À deux pas, Rue de la Bascule
Autre lieu, autre jeu, autres participants. Roxane étale sur la table les cartes qui constituent l’outil de sensibilisation Rue de la Bascule, également issu de la collaboration entre DoucheFLUX et Cultures&Santé. Un jeu de rôle, cette fois, qui invite à découvrir les causes de la perte de chez-soi. La présentation du jour se tient chez DoucheFLUX, en présence de personnes directement concernées par le «sans chez-soirisme» pour l’avoir vécu ou pour le vivre encore. Au travers des rôles qu’ils se construisent pour le jeu résonnent leur propre vécu, les difficultés rencontrées lors de leur parcours, les raisons qui les ont amenés à se retrouver sans logement…

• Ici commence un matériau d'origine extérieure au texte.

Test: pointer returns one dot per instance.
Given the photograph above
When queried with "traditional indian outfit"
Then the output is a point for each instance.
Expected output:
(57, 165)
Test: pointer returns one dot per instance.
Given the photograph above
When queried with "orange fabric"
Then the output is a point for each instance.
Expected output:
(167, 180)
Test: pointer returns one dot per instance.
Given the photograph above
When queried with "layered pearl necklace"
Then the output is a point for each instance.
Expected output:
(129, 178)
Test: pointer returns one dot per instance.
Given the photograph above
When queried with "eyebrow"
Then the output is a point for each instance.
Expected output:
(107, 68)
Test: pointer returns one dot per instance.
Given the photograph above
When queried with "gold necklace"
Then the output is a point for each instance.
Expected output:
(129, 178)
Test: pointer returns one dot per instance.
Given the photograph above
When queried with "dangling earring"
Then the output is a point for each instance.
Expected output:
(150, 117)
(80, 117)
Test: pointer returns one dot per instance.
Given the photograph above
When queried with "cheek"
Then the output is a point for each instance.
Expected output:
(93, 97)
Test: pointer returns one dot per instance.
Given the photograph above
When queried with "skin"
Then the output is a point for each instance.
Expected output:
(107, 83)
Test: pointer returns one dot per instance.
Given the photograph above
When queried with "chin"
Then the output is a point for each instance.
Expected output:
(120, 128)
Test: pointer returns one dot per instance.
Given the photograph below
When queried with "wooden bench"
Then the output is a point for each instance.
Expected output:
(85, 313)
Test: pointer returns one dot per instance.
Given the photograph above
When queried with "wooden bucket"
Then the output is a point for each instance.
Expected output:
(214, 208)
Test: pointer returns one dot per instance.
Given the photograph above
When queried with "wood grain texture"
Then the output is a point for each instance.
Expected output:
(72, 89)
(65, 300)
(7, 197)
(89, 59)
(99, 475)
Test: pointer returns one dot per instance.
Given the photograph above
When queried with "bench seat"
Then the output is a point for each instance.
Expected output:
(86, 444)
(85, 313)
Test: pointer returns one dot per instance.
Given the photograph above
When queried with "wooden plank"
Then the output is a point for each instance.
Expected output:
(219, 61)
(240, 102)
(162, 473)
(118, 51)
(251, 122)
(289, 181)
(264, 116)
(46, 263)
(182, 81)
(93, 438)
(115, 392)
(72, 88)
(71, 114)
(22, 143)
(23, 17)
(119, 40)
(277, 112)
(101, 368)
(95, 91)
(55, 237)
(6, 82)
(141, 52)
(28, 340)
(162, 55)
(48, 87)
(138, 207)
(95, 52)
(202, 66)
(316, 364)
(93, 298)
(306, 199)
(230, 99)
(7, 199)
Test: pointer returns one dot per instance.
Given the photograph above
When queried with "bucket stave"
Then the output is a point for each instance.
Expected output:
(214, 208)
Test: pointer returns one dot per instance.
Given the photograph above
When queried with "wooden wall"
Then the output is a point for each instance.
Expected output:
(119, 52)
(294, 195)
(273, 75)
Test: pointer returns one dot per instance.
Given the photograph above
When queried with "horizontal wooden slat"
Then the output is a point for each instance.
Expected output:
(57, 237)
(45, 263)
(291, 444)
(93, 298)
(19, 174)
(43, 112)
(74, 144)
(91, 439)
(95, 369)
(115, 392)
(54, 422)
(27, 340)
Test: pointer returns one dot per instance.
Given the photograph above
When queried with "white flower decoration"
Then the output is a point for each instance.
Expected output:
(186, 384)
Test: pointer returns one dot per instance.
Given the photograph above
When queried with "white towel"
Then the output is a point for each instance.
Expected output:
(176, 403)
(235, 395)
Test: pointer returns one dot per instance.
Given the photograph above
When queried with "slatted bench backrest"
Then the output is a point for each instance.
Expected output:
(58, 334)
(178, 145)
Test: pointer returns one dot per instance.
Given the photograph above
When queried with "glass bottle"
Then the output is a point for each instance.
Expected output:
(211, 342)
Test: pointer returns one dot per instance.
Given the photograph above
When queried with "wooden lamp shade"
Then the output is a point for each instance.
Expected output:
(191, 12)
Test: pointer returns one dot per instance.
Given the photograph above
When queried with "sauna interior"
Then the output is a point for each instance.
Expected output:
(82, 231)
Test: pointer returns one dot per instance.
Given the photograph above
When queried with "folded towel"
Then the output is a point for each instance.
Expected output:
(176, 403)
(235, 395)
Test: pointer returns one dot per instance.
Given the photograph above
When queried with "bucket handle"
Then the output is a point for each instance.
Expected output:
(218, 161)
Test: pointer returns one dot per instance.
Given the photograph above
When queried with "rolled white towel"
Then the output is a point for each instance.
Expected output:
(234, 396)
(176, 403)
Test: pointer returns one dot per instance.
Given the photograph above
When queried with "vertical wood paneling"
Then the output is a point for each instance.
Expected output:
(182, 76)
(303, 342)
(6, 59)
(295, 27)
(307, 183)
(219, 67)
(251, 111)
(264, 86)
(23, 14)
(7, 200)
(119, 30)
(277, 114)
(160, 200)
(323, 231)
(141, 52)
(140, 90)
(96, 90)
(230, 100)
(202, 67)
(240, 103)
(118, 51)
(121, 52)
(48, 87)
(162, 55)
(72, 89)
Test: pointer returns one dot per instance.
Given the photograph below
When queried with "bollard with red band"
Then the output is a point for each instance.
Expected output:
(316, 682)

«Ces deux jeux ont en commun d’être très politiques, souligne Laurent d’Ursel. C’est une invitation à se saisir de la question du sans-chez-soirisme et de s’interroger en tant que citoyen: comment se fait-il que, dans notre société, des personnes en arrivent à se retrouver à la rue, et que la société laisse faire une telle situation? Est-ce que les politiques publiques actuelles sont acceptables? De montrer aussi que des solutions structurelles existent et qu’elles doivent être mises en place urgemment. Parce qu’à l’heure où le dernier dénombrement effectué en Région bruxelloise évalue à 7.136 le nombre de sans-chez-soi, soit une augmentation de 18% en deux ans, il y a urgence.»